声が小さすぎて何も聞こえなかった。まあ不安が大きいけれど高校生活楽しむしかない。俺は力強く歩き出した。それに気がついたのか冬華はこっちを向いていた。

「…」

「…」

俺たちの高校生活は本当に大丈夫なんだろうか。その後も無言が続きいつの間にか門をくぐっていた。


「えーっと俺の名前は…あった、2組だ。」

「私も2組。」

「やったー。一緒のクラスじゃん。」

「そうね。」

「嬉しく、…ないの?」

「嬉しいよ、とても。」

「そうには見えないけど。」

「心で喜んでいるから。」

「よくわからないけど嬉しいなら良いや。」

(やっぱり無表情なんだよなー。)

いつものような顔を浮かべていた。少し油断していると教室へ向っていた。慌てて追いついたが、冬華は何を考えているのか分からない。どうしてそんなに俺と話してくれないのだろうか。

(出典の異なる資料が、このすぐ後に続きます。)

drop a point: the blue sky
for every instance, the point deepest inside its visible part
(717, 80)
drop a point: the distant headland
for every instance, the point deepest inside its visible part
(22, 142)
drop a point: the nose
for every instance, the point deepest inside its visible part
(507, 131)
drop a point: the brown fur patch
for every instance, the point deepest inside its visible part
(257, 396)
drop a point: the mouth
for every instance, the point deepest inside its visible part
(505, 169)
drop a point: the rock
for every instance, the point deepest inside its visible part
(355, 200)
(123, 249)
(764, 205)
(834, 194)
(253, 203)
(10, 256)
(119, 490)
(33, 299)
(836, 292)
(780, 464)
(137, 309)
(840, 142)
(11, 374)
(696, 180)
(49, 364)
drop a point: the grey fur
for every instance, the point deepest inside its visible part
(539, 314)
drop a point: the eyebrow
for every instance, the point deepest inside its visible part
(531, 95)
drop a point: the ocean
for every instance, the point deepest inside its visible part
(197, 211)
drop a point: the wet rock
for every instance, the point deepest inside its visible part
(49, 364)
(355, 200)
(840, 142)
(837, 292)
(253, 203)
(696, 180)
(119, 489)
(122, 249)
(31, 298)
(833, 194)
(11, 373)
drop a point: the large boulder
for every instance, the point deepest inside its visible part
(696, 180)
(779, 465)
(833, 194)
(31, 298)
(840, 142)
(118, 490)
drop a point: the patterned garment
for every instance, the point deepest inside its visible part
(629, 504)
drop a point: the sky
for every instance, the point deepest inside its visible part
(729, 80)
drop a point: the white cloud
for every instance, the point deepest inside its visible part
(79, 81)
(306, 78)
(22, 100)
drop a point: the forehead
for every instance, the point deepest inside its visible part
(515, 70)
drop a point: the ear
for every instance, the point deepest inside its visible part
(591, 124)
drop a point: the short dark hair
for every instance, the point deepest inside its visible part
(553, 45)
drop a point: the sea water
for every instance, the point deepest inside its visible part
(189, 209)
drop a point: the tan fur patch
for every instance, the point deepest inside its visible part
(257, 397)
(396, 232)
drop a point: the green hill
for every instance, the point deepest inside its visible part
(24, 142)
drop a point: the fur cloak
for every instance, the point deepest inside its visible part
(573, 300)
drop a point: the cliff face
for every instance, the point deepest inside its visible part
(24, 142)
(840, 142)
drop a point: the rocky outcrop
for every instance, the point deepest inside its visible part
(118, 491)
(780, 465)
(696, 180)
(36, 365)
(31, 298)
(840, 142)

理由を聞きたいけれど、聞きにくい。

 教室へ着くとすでに多くの生徒がいて仲良く喋っている。

「友達できるの早いなー。ていうか元々友達だったかもしれないか。」

もうグループが出来ているところもある。1番盛り上がっているところはおそらくサッカー部の連中とそれに仲が良い奴が加わった感じだろう。今後クラスの中心的存在になる人達を左目で見ながら席を確認する。少し立ち止まっていたせいか冬華はとっくに席を確認して席に向かって歩いている。

(相変わらず少し目を離したらいなくなってるよ。)

俺も席を確認する。真ん中の後ろだった。これは当たりだ。しかも隣は冬華だった。

(なんてついているんだ。こんなの漫画でしか見たことがないシチュエーションじゃねーか。)

とても気分が良くなった春陽は勢いで冬華につい喜びをぶつけてしまった。

「隣の席だ。めっちゃ嬉しいよ。」

「良かったね。」

「本当…良かった。」

(あぶねー。大声で叫びそうだった。それに冷静さを失っていたな。冬華はこんな時でも笑わないか。これって本当に俺を彼氏として見てくれているのか?)

例えこれが塩対応だったとしても流石に彼氏として辛いな。理想はもっと甘えてもらいたいくらいだ。

とりあえず席は隣。

「これから頑張って冬華を笑わせるんだ。」と言っても自信はない。だけど俺と冬華の高校生活はこれからスタートだ。誰よりも楽しく過ごしてみせる。

 

今2人の物語が始まった。


雨見零です。新しく作った物語です。恋愛というジャンルに挑戦しようと思いました。どんな内容にするのか、どんなタイトルにするのかとても悩みました。これから先展開が読めないような物語にしていけたら良いなと思います。良い作品になるように頑張ります。